Haislip called her actions “childish and stupid,” and she apologized for not realizing the consequences of her acts.

Money raised in Taylor’s memory has gone to dig wells in Africa.

Since the Richmond Times-Dispatch is hard pressed to find heroes I decided to provide a few links:

Deputy Sheriff Jason E. Mooney of the Stafford County Sheriff’s Office, volunteer firefighter, and Marine – Killed in an automobile accident while responding to an accident on I-95.

Deputy Sheriff Jason Lee Saunders of the Campbell County Sheriff’s Office – Killed in an automobile accident while in pursuit of a suspected drunk driver.

First Lieutenant Benjamin Hall, an United States Army Ranger, and fifth generation soldier, was killed in action in Afghanistan. Originally from Woodbridge, his family lives in Fredericksburg.

Stryker, a police canine with the Maryland-National Capital Park and Planning Commission (M-NCPPC), helped to search for survivors at The Pentagon after the September 11, 2001 terrorist attacks.
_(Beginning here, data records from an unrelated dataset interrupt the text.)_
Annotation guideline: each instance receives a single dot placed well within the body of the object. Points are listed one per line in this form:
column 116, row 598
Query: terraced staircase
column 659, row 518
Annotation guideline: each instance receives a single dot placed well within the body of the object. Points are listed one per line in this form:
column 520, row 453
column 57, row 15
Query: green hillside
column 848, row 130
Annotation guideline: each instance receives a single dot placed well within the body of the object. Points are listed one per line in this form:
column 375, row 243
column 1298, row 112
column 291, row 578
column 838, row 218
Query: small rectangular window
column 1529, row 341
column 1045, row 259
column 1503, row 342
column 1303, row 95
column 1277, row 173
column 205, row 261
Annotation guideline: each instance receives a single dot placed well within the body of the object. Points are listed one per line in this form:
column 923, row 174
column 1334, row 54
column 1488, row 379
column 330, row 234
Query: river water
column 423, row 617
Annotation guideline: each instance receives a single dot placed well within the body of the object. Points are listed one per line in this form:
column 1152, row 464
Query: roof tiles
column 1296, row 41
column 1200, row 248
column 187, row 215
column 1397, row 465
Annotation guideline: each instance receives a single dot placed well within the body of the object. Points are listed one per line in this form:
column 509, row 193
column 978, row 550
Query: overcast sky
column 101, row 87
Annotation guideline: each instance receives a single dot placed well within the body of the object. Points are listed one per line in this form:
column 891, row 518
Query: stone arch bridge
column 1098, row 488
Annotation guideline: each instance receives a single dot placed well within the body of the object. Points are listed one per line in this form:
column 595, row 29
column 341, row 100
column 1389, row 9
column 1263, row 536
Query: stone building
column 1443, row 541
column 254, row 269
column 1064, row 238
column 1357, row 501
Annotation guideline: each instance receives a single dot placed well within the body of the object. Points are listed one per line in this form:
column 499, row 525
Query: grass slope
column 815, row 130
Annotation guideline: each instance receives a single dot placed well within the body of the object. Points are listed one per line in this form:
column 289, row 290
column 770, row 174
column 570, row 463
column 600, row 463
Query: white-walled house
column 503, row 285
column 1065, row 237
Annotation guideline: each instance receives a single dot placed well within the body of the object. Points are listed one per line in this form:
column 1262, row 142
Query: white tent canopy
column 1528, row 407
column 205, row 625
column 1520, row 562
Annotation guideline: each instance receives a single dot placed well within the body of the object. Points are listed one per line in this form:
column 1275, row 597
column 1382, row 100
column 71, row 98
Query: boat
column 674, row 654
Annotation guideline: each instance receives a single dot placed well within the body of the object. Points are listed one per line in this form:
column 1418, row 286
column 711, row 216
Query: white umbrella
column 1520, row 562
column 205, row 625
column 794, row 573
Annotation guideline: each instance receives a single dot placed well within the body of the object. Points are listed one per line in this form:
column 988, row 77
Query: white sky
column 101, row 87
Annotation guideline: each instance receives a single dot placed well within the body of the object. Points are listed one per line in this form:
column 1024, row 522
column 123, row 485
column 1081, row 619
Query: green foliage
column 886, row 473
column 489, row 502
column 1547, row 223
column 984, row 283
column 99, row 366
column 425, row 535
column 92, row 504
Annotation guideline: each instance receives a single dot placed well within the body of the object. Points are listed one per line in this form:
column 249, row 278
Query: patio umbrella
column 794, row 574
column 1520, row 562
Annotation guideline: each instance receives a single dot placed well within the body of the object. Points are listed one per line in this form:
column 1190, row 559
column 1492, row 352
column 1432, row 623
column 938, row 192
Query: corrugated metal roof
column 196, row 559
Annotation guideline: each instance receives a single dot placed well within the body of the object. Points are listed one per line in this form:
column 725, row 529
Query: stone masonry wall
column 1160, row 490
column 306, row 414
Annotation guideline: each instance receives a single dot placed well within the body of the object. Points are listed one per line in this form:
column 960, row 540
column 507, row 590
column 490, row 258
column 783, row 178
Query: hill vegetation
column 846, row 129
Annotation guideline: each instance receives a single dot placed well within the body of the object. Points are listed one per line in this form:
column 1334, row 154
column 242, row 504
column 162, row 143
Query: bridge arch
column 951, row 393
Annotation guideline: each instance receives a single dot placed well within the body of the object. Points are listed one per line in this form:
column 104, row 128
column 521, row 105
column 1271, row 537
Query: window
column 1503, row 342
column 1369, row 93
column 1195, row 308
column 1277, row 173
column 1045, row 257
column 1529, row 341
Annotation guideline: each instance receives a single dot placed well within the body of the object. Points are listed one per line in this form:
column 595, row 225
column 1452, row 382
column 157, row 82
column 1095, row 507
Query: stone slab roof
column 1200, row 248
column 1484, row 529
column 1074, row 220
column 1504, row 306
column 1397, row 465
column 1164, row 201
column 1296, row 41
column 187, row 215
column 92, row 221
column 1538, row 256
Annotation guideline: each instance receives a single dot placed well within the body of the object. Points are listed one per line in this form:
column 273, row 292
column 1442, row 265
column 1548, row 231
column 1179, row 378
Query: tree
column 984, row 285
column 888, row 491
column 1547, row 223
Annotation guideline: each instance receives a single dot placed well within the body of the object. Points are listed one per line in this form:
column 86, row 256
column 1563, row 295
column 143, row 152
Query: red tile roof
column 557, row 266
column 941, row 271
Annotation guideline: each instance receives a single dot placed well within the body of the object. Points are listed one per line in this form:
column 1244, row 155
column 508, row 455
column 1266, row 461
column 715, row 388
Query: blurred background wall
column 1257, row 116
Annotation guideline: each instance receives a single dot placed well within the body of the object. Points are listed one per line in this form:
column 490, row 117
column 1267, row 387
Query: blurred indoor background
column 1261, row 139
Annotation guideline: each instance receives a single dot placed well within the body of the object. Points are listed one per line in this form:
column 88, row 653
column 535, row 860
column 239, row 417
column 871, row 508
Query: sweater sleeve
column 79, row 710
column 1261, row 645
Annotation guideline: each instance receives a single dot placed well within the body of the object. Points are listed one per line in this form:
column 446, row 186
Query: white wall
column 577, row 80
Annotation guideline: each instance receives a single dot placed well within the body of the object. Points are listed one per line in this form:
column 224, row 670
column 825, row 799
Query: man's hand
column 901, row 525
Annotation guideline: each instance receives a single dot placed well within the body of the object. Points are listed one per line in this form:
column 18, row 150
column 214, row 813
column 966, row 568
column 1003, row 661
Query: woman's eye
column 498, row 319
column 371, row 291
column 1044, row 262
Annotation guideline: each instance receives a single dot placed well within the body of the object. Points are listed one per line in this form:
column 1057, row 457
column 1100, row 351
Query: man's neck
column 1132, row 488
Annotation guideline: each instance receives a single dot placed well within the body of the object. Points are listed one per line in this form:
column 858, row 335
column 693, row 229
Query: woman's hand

He also had a 113 drug arrests (worth $159,923) to his credit. He was euthanized on July 30, 2007.

Marlo David McQuillar, whose information helped to put two cocaine dealers away for 10 and 15 years. He was killed in Fredericksburg on July 27, 2007. “He told a judge in October [of 2006] that he had seen the error of his ways and was looking forward to raising his son as a law-abiding citizen. ‘I refuse to let my son go down the same path of negativity that I went down,’ he said at the time.”

Farooq Anwar, originally from Pakistan, was killed while working at his store in Chesterfield. Both his children attend the University of Virginia. American Dream, anyone?

Chief Brad Thomas and Captain Eric Chenault of the Bowling Green Volunteer Fire Department, both of which were seriously burned while fighting a fire on February 18, 2007. They were forced to jump from the second story of a building to escape the flames.